People who are not familiar with the suttas may find their style difficult to relate to. The Pali Canon was, originally, an entirely oral tradition. As a result, it tends to be terse in some areas and repetitive in others. I’ve made an effort to cut as many of the repetitions as possible, but I’ll have to ask your patience for those that remain. Think of them as the refrains in a piece of music. Also, when the Buddha is referring to monks doing this and that, keep in mind that his audience was frequently composed entirely of monks. The commentaries state that the word “monk” includes anyone—male or female, lay or ordained—who is serious about the practice, and this meaning should always be kept in mind. I apologize for the gender bias in the translations. Although I have tried to figure out ways to minimize it, I find myself stymied because it is so thoroughly embedded in a literature originally addressed to male monastics.
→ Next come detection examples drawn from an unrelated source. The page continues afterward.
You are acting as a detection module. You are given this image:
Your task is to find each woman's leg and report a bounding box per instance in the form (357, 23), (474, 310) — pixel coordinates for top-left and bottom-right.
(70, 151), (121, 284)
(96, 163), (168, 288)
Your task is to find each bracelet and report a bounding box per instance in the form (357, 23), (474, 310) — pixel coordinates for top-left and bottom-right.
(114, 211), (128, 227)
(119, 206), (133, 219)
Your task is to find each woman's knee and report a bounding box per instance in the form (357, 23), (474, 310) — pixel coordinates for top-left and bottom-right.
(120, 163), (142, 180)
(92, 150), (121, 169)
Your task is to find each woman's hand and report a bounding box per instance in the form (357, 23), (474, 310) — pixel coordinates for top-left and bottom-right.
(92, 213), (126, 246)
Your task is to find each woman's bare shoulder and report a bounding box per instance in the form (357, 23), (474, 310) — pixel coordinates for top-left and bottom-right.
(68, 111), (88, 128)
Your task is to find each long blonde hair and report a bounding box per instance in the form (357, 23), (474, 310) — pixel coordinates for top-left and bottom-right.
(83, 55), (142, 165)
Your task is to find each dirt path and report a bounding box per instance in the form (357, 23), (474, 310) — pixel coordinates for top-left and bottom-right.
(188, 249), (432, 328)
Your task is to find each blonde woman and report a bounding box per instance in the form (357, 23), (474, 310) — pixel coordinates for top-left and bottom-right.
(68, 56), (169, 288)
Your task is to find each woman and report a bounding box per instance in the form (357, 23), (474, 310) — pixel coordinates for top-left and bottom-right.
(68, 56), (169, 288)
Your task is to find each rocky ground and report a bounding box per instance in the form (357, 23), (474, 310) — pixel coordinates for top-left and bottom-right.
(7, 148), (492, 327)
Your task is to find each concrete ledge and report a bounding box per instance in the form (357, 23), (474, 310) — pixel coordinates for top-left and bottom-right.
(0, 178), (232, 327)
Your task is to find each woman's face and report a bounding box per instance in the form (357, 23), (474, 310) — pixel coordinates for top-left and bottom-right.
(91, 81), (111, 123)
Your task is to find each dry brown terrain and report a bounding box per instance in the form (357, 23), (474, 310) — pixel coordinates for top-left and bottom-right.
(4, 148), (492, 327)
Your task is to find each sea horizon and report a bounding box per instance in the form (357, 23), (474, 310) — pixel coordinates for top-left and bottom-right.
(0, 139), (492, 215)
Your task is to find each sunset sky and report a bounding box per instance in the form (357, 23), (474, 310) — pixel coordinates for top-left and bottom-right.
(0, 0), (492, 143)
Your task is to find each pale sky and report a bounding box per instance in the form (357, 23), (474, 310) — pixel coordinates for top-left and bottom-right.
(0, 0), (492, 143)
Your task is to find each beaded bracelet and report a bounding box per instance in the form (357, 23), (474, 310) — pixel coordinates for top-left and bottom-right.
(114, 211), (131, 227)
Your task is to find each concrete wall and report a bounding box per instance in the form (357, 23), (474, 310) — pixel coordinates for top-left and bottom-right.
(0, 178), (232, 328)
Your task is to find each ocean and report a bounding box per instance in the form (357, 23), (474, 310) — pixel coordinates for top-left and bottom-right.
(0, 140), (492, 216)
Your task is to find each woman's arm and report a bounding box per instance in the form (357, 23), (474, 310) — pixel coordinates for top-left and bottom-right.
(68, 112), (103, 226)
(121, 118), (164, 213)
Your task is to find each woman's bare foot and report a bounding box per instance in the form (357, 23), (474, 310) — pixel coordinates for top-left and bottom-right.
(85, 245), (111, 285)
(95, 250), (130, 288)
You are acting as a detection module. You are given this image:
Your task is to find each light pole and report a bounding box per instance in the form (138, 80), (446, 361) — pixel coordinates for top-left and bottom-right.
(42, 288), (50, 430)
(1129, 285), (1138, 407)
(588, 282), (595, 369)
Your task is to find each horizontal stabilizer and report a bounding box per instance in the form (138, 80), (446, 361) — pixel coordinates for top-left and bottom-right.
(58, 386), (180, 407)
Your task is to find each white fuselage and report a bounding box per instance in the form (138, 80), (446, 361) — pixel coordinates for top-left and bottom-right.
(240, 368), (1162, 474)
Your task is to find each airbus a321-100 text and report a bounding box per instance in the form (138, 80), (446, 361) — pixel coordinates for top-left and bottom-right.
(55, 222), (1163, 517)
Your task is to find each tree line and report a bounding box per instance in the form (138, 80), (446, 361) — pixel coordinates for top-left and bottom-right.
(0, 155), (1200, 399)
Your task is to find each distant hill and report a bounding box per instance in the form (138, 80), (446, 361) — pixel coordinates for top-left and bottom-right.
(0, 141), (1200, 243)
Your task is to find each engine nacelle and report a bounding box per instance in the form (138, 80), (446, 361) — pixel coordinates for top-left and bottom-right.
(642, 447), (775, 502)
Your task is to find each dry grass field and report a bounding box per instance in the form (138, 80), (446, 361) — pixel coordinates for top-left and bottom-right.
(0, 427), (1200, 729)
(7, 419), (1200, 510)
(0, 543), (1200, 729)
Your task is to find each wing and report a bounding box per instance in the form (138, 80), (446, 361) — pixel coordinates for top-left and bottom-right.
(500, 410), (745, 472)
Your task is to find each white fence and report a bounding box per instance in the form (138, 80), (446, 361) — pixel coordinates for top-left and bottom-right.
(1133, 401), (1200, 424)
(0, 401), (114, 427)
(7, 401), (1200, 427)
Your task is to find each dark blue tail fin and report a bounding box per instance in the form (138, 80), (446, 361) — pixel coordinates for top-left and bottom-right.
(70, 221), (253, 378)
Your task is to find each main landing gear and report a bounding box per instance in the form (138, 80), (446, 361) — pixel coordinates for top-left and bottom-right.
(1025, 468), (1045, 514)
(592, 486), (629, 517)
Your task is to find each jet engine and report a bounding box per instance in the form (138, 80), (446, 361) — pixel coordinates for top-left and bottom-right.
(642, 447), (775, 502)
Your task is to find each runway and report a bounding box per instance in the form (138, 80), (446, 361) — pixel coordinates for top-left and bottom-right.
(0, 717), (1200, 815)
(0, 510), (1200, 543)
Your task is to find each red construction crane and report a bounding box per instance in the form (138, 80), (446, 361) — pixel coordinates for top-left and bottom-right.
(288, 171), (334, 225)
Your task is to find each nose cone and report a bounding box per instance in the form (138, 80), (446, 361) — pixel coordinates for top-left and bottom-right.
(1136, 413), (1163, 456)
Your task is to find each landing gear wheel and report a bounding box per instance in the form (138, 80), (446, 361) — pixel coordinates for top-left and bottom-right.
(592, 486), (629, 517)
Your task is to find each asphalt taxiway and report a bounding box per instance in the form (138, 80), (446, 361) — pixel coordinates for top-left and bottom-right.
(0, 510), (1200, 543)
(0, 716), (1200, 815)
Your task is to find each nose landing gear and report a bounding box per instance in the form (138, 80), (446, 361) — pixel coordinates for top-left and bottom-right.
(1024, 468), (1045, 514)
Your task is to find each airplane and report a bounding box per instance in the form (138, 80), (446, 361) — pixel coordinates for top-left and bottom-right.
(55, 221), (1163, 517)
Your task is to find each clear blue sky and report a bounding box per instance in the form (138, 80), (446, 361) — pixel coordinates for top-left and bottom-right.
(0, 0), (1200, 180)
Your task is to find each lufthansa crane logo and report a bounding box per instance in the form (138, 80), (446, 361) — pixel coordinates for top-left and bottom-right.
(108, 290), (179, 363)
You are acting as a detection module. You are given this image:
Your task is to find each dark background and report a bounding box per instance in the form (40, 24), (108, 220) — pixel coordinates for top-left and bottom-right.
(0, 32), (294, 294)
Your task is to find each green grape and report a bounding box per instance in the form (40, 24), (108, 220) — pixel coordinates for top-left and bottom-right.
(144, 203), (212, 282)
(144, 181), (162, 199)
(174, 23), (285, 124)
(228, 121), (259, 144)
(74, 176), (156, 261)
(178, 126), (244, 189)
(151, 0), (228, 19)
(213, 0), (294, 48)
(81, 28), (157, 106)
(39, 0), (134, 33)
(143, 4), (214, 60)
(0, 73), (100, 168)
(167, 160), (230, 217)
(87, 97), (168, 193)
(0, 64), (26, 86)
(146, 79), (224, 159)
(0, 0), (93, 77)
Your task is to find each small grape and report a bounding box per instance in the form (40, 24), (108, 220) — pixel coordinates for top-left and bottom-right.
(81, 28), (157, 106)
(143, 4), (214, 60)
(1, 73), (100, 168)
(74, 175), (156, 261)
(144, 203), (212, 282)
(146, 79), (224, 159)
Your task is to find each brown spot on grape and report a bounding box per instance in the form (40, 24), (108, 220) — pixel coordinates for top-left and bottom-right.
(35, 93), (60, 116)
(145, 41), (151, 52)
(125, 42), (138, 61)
Some of the suttas have their own introductions, and some have explanatory notes, which are placed in each case at the end of the sutta. These notes are based primarily on passages found in other suttas, and occasionally on passages from the extensive commentarial literature that has formed around the suttas over the centuries. Many, but not all, Theravadins regard the commentaries as authoritative, but the questions asked and answered by the commentators often fall into the list of questions that MN 2 classifies as inappropriate for attention. Two examples are the questions of whether or not there is a self; and, if there is no self, what constitutes a human being. To make the suttas answer these questions is like deforming a round peg to fit it into a square hole: You might get something to fill the square, but the whole point of designing the peg in the first place was to make it round. Thus a more reliable way at getting at the meaning of an individual passage in the suttas is first to see what light other passages in the same stratum of literature, addressing the same questions, may throw on it. The commentaries, in the areas where they seem to accord with the line of inquiry in the suttas, can then be consulted as secondary sources. Thus the approach taken here.
The format of the suttas—as dialogues and discourses given at specific times and places—helps to emphasize one of their analogies for the Buddha’s teachings: as medicine for specific illnesses of the mind. To see the teachings applied to specific situations helps give them context, providing a sense of which medicine is appropriate for which disease. However, the weakness of this approach is that overarching principles and interrelationships can sometimes get lost in the particulars. To overcome this shortcoming, many of the suttas here are cross-referenced to other suttas in the collection. I recommend that you follow these cross-references wherever you find them at the end of a sutta that holds special interest for you, to get a sense of the larger patterns among the teachings. This in turn will give you a better perspective on how to put the teachings of the suttas to best use, to see if they can help cure the suffering and stress afflicting your own mind.